The Equations (I) reduced as follows for exhaust gas.

  $\begin{array}{l}\left[0+0+{\dot{m}}_{\text{eg}}\left(h_3+0+0\right)\right]-\left[{\dot{Q}}_2+0+{\dot{m}}_{\text{eg}}\left(h_4+0+0\right)\right]=0\\ {\dot{m}}_{\text{eg}}{h}_3-\left({\dot{Q}}_2+{\dot{m}}_{\text{eg}}{h}_4\right)=0\\ {\dot{m}}_{\text{eg}}{h}_3-{\dot{Q}}_2-{\dot{m}}_{\text{eg}}{h}_4=0\\ {\dot{m}}_{\text{eg}}\left(h_3-h_4\right)={\dot{Q}}_2\end{array}$

  ${\dot{m}}_{\text{eg}}=\frac{{\dot{Q}}_2}{h_3-h_4}$        (V)

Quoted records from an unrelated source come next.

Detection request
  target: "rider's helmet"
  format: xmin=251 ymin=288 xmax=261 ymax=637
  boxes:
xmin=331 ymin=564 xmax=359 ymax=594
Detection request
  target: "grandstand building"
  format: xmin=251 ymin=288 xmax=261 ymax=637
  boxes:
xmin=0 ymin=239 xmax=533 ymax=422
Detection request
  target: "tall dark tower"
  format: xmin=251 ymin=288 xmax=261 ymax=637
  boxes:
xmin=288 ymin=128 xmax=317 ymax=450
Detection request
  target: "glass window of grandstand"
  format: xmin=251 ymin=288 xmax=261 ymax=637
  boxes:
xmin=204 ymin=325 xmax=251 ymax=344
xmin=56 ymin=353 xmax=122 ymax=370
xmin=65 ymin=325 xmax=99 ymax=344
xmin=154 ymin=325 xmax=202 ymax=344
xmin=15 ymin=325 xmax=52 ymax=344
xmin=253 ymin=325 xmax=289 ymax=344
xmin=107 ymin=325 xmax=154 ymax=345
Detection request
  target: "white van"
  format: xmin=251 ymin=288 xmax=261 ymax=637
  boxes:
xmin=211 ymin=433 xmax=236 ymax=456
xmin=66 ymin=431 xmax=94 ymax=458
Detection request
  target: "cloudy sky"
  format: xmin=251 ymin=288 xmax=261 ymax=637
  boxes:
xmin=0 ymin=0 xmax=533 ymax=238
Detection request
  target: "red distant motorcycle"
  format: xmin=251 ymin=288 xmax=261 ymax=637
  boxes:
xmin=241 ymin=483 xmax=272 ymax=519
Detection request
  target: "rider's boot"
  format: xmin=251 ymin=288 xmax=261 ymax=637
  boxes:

Heat loss by the exhaust gas is equal to the heat gained by the air.

  ${\dot{Q}}_{\text{eg}}={\dot{Q}}_{\text{air}}={\dot{Q}}_2=2700\text{kJ/s}$

For exhaust gas:

Consider the exhaust gas as air and refer the property tables of air.

At inlet:

Refer Table A-17, “Ideal-gas properties of air”.

Obtain the inlet enthalpy $\left(h_3\right)$ corresponding to the temperature of $800\text{K}$.

  $h_3=821.95\text{kJ/kg}$

Obtain the exit enthalpy $\left(h_4\right)$ corresponding to the temperature of $600\text{K}$.

  $h_4=607.02\text{kJ/kg}$

Calculation:

Substitute ${\dot{Q}}_{\text{2}}=2700\text{kJ/s}$, $h_3=821.95\text{kJ/kg}$ and $h_4=607.02\text{kJ/kg}$ in

Equation (V).

  $\begin{array}{c}{\dot{m}}_{\text{eg}}=\frac{2700\text{kJ/s}}{821.95\text{kJ/kg}-607.02\text{kJ/kg}}\\ =\frac{2700\text{kJ/s}}{214.93\text{kJ/kg}}\\ =12.5622\text{kg/s}\\ \simeq 12.6\text{kg/s}\end{array}$

Thus, the mass flow rate of exhaust gas is $12.6\text{kg/s}$.